Calling their enemy alternatively mountain fighters and/or Taliban, the truth of the matter is none of the guys on the ground really know if it’s Taliban attacking them, foreign fighters from Pakistan, smugglers, or renegade tribes. The Taliban serves as a euphemism for the “bad guys.” What the troops do know is that most attacks on the outpost come just after dusk, and that if they haven’t been attacked in a few days, it usually means that a more coordinated attack—shooting from multiple positions—is coming.

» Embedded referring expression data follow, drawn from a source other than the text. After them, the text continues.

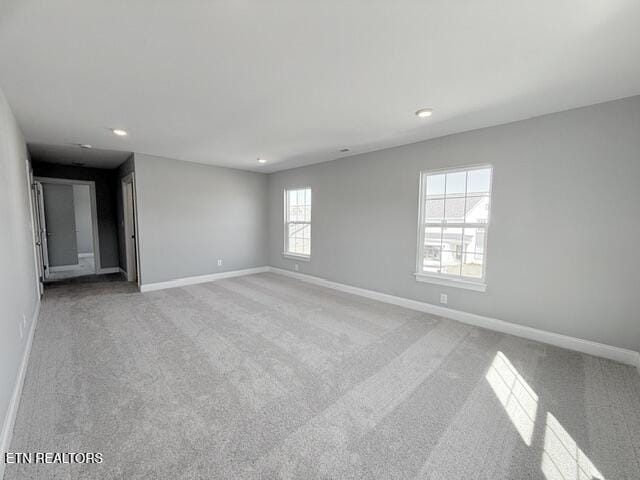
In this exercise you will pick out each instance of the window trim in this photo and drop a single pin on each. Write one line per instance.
(286, 253)
(469, 283)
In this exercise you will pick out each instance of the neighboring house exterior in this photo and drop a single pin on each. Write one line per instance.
(455, 249)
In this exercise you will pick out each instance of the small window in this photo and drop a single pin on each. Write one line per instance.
(454, 220)
(297, 222)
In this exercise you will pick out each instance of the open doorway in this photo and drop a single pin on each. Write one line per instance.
(67, 221)
(129, 220)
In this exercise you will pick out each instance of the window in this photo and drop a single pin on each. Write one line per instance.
(454, 219)
(297, 222)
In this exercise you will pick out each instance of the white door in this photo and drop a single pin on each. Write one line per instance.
(41, 229)
(128, 203)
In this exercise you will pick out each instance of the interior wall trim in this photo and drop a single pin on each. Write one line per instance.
(12, 411)
(181, 282)
(610, 352)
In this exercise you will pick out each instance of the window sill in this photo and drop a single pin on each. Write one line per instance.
(295, 256)
(451, 282)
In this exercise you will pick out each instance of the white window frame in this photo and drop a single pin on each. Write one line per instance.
(286, 252)
(476, 284)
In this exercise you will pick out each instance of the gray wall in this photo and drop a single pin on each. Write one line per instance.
(82, 210)
(125, 169)
(563, 242)
(190, 215)
(18, 288)
(106, 184)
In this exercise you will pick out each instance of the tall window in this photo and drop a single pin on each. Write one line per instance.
(297, 222)
(454, 219)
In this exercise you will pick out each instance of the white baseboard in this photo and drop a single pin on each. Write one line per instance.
(571, 343)
(181, 282)
(12, 411)
(63, 268)
(108, 270)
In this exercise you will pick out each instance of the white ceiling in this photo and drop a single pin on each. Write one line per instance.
(294, 81)
(73, 154)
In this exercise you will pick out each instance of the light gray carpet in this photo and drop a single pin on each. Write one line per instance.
(265, 377)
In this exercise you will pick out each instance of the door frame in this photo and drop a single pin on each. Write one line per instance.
(94, 212)
(127, 209)
(36, 228)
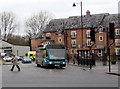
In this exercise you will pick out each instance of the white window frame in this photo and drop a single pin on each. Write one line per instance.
(100, 38)
(75, 51)
(71, 51)
(73, 34)
(48, 34)
(117, 42)
(117, 51)
(88, 42)
(117, 31)
(88, 33)
(101, 30)
(73, 42)
(59, 39)
(100, 53)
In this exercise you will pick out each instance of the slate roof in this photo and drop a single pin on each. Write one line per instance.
(57, 25)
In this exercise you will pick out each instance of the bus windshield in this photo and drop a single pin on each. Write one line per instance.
(56, 53)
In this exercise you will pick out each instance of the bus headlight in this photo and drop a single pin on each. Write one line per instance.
(63, 62)
(50, 62)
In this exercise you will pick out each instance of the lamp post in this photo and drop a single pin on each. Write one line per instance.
(74, 5)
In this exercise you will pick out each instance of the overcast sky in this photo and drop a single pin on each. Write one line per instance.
(59, 8)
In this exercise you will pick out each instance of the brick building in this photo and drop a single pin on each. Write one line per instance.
(75, 37)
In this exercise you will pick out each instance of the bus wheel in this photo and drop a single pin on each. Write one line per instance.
(61, 67)
(42, 64)
(38, 65)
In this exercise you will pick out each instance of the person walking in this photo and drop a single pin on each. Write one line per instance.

“Just waiting to get hit is really nerve wracking,” said 24-year-old Sgt. David Lopez. “We haven’t been hit in three days. Right now I’m like, ‘Dang man, what are they planning?’ Once you get hit, you’re like, `Thank God, man, that’s it, we should be good for another day and half.’”

View From the Hill
I last visited the Badel Valley in August 2009. The air was heated with summer humidity and tension surrounding the upcoming national elections. Gunshots, or “harassing fire” as the 10th Mountain soldiers call it, regularly rang down from the surrounding mountaintops. In the six months that have passed between my first visit to Badel and now, some things have changed, but much has not. “Our purpose is to provide security for surrounding towns,” said 24-year-old Sgt. Michael Dolce, who was deployed to Iraq in 2007 where he was wounded by an improvised explosive device. “Our goal is to push out the Taliban. But a lot of times we hang around the outpost doing dumb stuff like filling Hesco [sand-filled cardboard shield] barriers and using the little wood we have to build better shelters.”